Troisième acte : le collectif budgétaire de 2001 ; mercredi dernier, l'Assemblée nationale a introduit un nouvel article 29 bis tendant à taxer chaque paiement effectué par carte bancaire d'un montant de moins de 30 euros quand celui-ci a donné lieu au versement d'une commission. La taxe serait égale à 80 % de la commission. Pourquoi une taxe ? Pour que l'article ne soit pas un cavalier.
Mes chers collègues, la commission souhaite que ce débat important sur une question technique, mais concrète, qui préoccupe nombre de nos concitoyens, en particulier dans le monde des commerçants, soit rassemblé sur un seul texte. Elle souhaite donc que la discussion se poursuive dans un collectif budgétaire. Par conséquent, je suggère à nos collègues de bien vouloir, ce soir, retirer les trois amendements qui ont été très clairement présentés par Dominique Braye, de telle sorte qu'ils puissent être représentés et discutés sur le fond lors de l'examen du collectif budgétaire. Sinon, nous n'allons pas sortir de cet « entrelacs » de discussions identiques portant sur des textes différents.
Sur le fond, il est clair que la suppression, que nous avions votée, des commissions sur tous les petits paiements peut poser de réelles difficultés de mise en application en informatique. De même, un dispositif de taxation des commissions sur ces petits paiements sera assez ardu à mettre en oeuvre, car il faudra réaliser et appliquer des programmes de tri par montants. A l'inverse, un dispositif d'écrêtement semble d'application plus pratique.
Sur le plan des principes, il faut reconnaître que l'on demande peut-être aux banques, pour une partie des opérations, de travailler à perte et de renégocier leurs contrats en très peu de temps - il reste très peu de jours à cet effet, et plus de 800 000 commerçants sont concernés -, sans respecter les préavis qu'il aurait fallu s'imposer.
Comme Dominique Braye, je suis très surpris, madame le secrétaire d'Etat, que ce débat ne prenne naissance qu'à quelques jours de la fin de l'année, alors que la période de double circulation du franc et de l'euro est prévue depuis quelques années déjà.

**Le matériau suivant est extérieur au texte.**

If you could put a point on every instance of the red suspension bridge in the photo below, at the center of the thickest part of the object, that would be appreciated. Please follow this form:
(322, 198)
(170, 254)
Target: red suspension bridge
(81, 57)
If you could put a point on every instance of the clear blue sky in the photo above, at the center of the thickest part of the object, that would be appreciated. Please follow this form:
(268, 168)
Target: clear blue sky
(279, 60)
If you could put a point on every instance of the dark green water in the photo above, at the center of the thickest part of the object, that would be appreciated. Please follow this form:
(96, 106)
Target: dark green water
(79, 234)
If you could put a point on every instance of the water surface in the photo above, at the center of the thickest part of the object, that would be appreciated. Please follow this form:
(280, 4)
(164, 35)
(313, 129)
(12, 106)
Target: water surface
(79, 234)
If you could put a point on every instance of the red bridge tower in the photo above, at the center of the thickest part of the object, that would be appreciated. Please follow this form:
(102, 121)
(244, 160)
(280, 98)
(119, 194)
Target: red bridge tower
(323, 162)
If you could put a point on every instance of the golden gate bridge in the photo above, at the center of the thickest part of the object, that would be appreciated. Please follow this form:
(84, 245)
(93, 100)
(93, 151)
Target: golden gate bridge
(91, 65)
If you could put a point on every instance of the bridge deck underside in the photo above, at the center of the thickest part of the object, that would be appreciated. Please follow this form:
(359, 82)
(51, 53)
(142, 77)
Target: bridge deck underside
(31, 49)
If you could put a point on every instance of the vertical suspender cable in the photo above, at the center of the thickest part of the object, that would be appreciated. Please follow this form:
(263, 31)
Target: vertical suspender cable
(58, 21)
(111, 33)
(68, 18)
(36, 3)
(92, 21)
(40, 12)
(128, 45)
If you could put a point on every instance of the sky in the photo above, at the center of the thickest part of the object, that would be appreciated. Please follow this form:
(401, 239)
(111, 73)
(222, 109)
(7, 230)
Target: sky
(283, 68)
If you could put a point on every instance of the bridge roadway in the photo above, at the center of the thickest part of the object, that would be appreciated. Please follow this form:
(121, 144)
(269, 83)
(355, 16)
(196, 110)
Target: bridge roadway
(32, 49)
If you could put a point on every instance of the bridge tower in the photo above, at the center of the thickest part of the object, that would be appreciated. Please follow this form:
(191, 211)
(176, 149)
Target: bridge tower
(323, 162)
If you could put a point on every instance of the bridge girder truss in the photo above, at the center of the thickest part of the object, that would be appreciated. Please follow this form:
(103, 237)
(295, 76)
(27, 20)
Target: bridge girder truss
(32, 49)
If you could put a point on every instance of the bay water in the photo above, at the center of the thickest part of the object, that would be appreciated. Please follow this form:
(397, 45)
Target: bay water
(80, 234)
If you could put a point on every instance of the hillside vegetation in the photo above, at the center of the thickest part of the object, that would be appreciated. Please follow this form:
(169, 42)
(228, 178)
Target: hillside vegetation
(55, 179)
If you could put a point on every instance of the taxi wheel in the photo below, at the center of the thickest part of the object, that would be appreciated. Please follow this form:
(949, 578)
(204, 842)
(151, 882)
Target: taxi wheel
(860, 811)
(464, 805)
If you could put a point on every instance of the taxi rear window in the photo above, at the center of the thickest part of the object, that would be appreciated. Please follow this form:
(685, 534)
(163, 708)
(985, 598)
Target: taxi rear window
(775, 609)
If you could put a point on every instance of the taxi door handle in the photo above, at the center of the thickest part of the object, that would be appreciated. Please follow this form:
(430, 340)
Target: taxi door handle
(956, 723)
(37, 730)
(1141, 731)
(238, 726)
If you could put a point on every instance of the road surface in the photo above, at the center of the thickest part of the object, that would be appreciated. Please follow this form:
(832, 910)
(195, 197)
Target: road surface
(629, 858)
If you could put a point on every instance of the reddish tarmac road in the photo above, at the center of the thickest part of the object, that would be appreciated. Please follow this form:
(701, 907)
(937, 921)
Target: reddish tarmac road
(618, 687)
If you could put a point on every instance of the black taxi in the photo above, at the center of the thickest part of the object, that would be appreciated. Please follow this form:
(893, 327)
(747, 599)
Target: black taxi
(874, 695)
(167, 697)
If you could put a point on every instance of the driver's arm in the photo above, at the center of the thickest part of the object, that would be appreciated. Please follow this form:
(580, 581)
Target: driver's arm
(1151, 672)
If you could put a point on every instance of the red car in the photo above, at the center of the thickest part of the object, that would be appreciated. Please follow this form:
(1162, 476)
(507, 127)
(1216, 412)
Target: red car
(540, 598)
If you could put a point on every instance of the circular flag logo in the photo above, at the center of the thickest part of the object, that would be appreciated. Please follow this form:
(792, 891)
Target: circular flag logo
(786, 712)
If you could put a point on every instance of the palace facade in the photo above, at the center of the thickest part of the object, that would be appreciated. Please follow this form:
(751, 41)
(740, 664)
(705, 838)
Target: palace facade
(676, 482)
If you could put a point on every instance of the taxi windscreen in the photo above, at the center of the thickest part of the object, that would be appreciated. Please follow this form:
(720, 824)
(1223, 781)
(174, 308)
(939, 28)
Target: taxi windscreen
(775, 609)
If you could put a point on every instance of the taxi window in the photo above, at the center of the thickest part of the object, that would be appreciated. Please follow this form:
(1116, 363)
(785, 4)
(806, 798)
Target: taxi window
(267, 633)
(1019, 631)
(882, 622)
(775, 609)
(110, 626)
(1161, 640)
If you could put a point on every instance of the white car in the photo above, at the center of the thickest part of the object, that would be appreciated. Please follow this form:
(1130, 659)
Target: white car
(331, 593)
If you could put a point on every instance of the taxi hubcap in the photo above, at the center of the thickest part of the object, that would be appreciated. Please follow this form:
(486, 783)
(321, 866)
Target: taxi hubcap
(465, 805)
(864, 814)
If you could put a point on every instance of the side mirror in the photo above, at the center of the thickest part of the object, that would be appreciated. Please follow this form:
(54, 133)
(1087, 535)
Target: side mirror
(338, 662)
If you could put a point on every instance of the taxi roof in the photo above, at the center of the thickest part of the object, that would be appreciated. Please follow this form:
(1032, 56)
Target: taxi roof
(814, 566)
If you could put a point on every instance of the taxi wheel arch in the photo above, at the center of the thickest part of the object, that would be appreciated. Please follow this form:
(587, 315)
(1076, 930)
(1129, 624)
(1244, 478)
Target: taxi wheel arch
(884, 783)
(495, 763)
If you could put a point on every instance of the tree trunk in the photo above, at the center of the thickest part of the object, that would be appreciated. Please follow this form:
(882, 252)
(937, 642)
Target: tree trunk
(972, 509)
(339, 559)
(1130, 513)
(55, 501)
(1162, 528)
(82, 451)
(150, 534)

On réunit même très régulièrement une grand-messe, qui a pour dénomination le Comité national de l'euro, et qui, en théorie, est destinée non seulement à entendre la bonne parole, mais également à traiter de questions concrètes comme celle-ci.
Il est tout à fait regrettable que l'on pointe aujourd'hui les difficultés techniques et concrètes du petit commerce dans la phase où l'on va lui demander d'être changeur de monnaie. Il est assurément dommage que, dans le dialogue avec la profession bancaire, ce problème soit traité en fin d'année, alors que certains arguments mériteraient sans doute, de part et d'autre, d'être mieux analysés.
Enfin, je tiens à souligner qu'il ne faudrait pas trop inciter les consommateurs à utiliser la carte bancaire, car les terminaux des commerçants n'ont pas nécessairement une capacité de mémoire suffisante pour absorber un accroissement trop important des transactions. De plus, on peut craindre que les délais de télétransmission des ordres ne s'allongent démesurément et de façon gênante, pour les clients comme pour les commerçants, si un nombre beaucoup trop important de paiements en numéraire se reportait sur l'utilisation de la carte bancaire.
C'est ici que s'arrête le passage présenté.